African and European leaders agreed to speed up efforts to repatriate thousands of migrants stranded in Libya, some in unspeakably brutal conditions.
About 80 European Union and African Union heads of state ended two days of talks Thursday in Ivory Coast, promising to ramp up the fight against human traffickers.
They said they would repatriate about 3,800 migrants in one camp near Tripoli as soon as possible.
But African Union officials say there are as many as 42 camps across Libya, housing up to 700,000 people.
Television pictures broadcast on CNN of slave auctions in some of the camps shocked and sickened the world and showed the need for immediate action.

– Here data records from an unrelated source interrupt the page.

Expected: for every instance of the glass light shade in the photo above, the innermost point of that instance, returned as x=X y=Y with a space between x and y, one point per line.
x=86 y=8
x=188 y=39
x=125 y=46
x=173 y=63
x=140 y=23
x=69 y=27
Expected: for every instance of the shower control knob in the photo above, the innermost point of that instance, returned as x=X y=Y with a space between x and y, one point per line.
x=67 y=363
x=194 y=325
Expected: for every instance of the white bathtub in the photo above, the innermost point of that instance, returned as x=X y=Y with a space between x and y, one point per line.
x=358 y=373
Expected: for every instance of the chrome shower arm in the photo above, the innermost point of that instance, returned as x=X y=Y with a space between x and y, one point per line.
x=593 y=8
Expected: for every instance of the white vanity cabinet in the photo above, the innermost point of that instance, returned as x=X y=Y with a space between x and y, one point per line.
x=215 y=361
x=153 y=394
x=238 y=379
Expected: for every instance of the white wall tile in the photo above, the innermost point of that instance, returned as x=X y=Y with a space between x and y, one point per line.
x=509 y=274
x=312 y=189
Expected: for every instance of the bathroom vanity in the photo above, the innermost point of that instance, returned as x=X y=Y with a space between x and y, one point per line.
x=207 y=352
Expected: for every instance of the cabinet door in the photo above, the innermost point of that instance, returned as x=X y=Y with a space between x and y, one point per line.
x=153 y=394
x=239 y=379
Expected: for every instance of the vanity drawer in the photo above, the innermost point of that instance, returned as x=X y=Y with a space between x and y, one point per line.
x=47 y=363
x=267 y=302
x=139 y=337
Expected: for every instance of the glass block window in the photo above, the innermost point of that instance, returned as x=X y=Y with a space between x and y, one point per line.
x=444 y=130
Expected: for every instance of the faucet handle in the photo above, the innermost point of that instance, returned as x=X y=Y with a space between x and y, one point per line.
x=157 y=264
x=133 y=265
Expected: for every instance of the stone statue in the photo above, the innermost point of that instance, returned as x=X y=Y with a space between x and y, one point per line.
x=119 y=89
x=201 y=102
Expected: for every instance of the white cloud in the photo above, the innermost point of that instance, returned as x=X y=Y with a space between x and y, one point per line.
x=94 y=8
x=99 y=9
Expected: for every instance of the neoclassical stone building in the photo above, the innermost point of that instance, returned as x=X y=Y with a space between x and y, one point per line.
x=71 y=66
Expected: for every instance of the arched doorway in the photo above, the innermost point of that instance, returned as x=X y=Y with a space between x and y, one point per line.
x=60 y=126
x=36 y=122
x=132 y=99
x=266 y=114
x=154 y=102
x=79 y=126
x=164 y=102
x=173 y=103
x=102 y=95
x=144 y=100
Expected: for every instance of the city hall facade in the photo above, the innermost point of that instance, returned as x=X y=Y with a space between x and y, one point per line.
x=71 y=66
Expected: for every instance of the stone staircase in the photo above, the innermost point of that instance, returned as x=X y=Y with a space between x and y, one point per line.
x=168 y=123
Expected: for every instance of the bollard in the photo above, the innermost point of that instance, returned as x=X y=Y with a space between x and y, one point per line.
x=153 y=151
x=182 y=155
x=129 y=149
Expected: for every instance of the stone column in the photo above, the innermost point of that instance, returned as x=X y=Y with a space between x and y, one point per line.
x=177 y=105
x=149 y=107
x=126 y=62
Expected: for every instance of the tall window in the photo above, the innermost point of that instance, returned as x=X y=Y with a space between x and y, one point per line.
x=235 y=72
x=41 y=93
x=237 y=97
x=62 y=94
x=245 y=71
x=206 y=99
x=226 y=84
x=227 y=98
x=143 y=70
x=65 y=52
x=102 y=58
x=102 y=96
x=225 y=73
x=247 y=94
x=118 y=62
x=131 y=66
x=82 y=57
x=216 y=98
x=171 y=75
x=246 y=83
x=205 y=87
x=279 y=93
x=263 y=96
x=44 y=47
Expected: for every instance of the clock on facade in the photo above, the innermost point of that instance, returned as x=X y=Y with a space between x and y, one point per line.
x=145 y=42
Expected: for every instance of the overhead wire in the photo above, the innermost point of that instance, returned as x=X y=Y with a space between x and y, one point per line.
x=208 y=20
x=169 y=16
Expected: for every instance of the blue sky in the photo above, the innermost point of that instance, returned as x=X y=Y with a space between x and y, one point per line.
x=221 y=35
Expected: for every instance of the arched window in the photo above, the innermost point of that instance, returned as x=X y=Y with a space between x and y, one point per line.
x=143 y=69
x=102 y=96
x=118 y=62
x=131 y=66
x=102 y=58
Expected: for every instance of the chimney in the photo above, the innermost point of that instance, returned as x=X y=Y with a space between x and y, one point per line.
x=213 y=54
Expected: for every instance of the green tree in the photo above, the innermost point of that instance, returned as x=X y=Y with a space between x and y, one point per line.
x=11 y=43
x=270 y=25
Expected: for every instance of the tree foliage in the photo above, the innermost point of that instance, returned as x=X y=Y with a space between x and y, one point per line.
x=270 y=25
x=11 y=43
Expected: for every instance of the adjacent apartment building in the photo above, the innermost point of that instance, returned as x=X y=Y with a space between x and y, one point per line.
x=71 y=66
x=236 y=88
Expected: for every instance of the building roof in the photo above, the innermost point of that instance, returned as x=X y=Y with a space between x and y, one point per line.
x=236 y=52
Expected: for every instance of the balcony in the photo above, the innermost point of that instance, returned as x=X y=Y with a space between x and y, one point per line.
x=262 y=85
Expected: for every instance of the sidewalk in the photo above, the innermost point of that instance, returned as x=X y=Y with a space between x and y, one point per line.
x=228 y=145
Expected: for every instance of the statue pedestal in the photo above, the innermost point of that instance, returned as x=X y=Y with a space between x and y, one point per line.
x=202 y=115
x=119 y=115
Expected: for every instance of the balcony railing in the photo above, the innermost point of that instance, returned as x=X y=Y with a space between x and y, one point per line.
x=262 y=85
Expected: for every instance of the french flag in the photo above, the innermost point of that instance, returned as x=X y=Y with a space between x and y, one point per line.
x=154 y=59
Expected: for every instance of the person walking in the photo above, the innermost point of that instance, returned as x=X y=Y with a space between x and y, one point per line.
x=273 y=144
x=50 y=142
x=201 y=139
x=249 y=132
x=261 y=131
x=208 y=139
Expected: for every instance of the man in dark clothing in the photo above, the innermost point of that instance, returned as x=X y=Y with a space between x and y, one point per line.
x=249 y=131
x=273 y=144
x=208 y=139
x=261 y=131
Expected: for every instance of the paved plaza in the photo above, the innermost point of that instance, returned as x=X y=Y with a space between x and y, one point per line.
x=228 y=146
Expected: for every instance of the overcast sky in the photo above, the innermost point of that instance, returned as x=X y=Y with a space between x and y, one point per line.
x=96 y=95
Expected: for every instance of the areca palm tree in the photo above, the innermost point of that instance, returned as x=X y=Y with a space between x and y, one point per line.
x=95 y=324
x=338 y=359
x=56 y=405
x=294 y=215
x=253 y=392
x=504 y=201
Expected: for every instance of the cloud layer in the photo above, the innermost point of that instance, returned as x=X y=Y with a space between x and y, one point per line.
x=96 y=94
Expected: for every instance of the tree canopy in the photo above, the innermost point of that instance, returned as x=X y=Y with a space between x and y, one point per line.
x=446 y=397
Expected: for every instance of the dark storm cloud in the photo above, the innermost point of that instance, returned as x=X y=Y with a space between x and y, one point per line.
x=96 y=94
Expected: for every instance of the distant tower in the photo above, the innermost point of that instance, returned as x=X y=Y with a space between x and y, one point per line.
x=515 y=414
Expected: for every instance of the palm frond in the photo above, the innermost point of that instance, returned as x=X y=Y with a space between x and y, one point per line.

French President Emmanuel Macron called slave trading a crime against humanity and said human traffickers were "deeply linked" to terrorist networks throughout northern Africa.
Nigerian President Muhammadu Buhari said it was appalling that "some Nigerians were being sold like goats for a few dollars in Libya." He said all Nigerians stranded in Libya and other parts of the world would be brought home and "rehabilitated."
Libya is the main jumping-off point for Africans and others in the Middle East looking to reach the EU, hoping to escape terrorism and poverty for a better life in the West.
Thousands die every year trying to make the dangerous journey across the Mediterranean Sea.
The EU and Libya are working to discourage such hazardous trips, including cracking down on human traffickers who often leave their cargo stranded at sea.